Geoffrey Lancaster (fortepiano)

Sonatas Nos 32 in G minor, 31 in A flat and 33 in C minor

TPT: 66’22”

Tall Poppies TPT: 66’22”

reviewed by Neville Cohn


To listen to Geoffrey Lancaster playing Haydn on the fortepiano is to be drawn ineluctably into the sound and mood world of the composer. And that was very much the case at a series of recitals that Lancaster gave in Perth recently.


 Before listening to the first of a projected series of compact disc recordings devoted to Haydn’s complete keyboard sonatas, I wondered to what extent that sense of spontaneity that made his live recitals so extraordinarily satisfying would be captured on disc. Would the freshness and vitality transfer successfully to recordings?

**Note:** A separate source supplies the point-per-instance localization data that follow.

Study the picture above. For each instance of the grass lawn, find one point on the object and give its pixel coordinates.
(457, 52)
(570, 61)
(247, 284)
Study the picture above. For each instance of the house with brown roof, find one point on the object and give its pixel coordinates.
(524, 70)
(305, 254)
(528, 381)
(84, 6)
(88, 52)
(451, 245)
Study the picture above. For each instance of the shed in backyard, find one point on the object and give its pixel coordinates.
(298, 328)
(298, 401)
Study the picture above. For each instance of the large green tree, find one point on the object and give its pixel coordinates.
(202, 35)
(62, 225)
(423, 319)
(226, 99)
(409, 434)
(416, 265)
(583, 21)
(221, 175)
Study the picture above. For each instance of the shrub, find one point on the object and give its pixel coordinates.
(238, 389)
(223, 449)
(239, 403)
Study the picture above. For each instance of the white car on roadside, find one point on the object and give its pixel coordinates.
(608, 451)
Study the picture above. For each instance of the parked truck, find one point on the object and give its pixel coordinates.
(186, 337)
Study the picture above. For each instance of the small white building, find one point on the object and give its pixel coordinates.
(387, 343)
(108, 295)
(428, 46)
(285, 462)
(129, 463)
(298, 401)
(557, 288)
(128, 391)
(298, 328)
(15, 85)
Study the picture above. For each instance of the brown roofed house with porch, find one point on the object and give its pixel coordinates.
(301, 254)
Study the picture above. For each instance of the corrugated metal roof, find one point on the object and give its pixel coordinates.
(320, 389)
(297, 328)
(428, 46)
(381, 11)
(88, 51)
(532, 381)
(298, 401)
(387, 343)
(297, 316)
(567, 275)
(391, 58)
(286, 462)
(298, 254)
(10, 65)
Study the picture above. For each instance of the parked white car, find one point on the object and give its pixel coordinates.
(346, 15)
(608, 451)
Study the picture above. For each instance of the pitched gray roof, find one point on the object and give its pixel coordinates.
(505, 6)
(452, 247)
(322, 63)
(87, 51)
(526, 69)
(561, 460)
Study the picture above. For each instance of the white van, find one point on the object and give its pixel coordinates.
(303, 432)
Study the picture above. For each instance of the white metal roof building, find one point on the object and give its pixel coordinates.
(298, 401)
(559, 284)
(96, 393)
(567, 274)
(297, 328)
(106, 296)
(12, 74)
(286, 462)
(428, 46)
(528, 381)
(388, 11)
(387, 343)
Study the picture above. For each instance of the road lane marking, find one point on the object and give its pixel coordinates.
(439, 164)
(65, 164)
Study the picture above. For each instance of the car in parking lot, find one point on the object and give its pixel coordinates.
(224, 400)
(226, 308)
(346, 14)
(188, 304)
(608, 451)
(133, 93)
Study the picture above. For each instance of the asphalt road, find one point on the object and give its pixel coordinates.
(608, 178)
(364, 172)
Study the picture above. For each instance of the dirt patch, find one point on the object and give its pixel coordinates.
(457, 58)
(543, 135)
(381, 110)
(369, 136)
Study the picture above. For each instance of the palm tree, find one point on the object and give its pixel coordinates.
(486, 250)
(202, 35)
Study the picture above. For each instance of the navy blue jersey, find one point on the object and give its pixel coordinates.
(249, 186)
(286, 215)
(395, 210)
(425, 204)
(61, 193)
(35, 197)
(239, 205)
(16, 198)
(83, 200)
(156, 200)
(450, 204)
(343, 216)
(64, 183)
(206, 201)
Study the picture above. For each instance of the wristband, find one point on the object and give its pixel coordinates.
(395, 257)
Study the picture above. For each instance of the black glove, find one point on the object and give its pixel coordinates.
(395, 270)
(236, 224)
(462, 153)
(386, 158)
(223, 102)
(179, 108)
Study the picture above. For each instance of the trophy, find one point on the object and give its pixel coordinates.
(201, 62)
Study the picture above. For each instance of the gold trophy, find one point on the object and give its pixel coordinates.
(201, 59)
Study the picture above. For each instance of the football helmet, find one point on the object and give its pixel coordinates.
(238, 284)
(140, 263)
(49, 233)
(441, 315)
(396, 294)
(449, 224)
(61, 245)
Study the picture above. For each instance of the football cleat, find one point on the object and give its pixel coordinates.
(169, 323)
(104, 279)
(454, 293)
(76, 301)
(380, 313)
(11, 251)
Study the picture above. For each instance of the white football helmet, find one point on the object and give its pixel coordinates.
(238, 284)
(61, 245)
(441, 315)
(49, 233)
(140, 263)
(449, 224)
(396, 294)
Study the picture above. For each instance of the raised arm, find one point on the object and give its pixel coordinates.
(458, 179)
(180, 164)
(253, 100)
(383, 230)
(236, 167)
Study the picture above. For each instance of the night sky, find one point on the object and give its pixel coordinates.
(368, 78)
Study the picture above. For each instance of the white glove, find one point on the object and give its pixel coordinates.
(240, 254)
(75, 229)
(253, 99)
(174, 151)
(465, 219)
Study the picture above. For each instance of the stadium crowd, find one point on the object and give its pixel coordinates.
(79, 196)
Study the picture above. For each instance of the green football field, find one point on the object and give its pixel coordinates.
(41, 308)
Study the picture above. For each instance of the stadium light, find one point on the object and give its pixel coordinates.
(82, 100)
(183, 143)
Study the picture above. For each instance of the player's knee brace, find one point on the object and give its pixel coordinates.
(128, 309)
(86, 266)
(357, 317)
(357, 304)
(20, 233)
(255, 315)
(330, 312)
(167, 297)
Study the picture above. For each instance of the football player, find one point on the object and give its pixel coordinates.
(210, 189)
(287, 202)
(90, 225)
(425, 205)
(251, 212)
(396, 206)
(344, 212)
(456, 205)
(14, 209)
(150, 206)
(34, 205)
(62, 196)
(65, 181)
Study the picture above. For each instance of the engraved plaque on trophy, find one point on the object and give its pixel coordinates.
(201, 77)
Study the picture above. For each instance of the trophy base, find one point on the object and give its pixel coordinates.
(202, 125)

Any concerns I might have had on this point evaporated within moments. There is a wonderful sense of spontaneity here – and it is abundantly in evidence. Indeed, the playing on this CD is so ‘alive’ that listening to it provides that additional frisson one associates primarily with  experiencing a profound musical interpretation in the flesh, as it were.


Over the years, I have lost count of the times I’ve heard Lancaster in recital. Hopefully, this recording and those to follow will allow listeners living far from the main routes of the international concert circuit to experience the magic of Lancaster’s interpretative insights.

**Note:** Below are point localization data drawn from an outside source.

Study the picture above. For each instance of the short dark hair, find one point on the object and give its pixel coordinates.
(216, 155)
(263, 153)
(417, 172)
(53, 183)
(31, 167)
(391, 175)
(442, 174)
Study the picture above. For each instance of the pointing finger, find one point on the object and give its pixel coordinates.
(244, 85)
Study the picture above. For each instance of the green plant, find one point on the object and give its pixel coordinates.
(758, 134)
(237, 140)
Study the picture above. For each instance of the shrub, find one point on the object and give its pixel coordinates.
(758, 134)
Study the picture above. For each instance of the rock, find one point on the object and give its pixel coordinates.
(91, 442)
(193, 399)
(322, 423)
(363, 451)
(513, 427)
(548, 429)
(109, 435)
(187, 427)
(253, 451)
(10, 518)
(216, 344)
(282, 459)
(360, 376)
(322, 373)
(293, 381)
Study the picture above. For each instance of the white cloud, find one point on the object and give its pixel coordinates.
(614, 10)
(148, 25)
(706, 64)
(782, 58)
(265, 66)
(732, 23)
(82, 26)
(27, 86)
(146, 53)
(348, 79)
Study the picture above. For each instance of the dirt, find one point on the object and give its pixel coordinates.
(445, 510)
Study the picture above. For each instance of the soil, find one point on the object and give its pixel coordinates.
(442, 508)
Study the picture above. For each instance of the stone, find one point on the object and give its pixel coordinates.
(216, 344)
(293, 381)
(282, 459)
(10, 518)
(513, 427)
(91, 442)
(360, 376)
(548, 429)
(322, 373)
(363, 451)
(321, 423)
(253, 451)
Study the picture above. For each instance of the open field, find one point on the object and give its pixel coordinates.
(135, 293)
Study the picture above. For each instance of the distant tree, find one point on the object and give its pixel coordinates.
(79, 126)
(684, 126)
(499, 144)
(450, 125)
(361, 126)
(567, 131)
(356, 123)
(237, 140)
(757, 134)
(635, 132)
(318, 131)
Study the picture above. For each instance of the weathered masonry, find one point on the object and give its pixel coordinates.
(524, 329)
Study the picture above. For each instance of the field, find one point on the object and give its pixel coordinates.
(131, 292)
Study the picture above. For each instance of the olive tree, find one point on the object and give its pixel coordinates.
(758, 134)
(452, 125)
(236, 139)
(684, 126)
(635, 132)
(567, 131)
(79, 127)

Just as in his recent recitals in Perth, each of the sonatas here is prefaced by a short prelude which, Lancaster explained to the audience, was the common practice in recital in Haydn’s day.


Lancaster provides his own prelude to the Sonata No 32 in G minor but the other two sonatas – Sonata No 31 and Sonata No33 – are prefaced by preludes composed by Muzio Clementi.


As a whole, this recording is pure delight. Make a point of adding it to your CD collection; it will enrich your music life.



Geoffrey Lancaster (fortepiano)



Eileen Joyce Studio, UWA

reviewed by Neville Cohn


Some time ago, during a TV interview, famed mezzo Cecilia Bartoli was asked whether she thought she had been touched by the finger of God. Modestly, she said she doubted it  –  but, tongue in cheek – she conceded that the Lord might possibly have waved ‘hullo’ from a distance.


After listening to Geoffrey Lancaster’s artistry in this series of Haydn  recitals, I’d like to think that God Almighty would not only have waved to him but invited him in for afternoon tea.


Perhaps once in a generation, sometimes even less frequently, there’s an opportunity to hear Haydn’s complete keyboard sonatas. Perth concertgoers were offered this rare opportunity in July.


Geoffrey Lancaster is one of the very few fortepianists anywhere in the world to have taken on this immense challenge. And in these recitals, it was at once apparent that he has in abundance those crucial attributes essential to embark on so vast a musical enterprise: fearless, superbly educated fingers, an intellect of highest order, rare expressive insights – and the staying power of a primed athlete.


Not the least of the many delights of the sonatas (more than fifty) was Lancaster’s linking commentary deriving from a lifetime’s consideration of these wonderful but often neglected  keyboard gems. Lancaster’s knowledge of the circumstances surrounding each of these gems is encyclopaedic.


As well, in the style of Haydn’s day, the performance of each sonata was prefaced by a brief prelude by the performer: an extemporaneous flourish here, a little series of rapid arabesques there, some scales up and down the keyboard – and then the magic of Haydn interpreted by a keyboard master at the height of his powers.


Rapid passagework that called strings of perfectly matched pearls to mind – and the extraordinary richness of Lancaster’s ornamentation of the music – were two only of the many factors he employed to expound Haydn’s idiosyncratic musical argument in the most persuasive and satisfying ways.  


I noticed a few members of the audience closely following Lancaster’s performances in the printed score and scribbling comments in the margins, doubtless interpretative insights of a valuable sort to pass on to pupils.


It’s impossible to overstate the significance of this series. The chances of encountering these works here again soon as a cycle, are very, very small. In over fifty years of busy concertgoing, this has been the first opportunity I’ve had to listen to many of these extraordinary works in a single series.


Currently, Lancaster is recording the Haydn cycle of sonatas for the Tall Poppies label.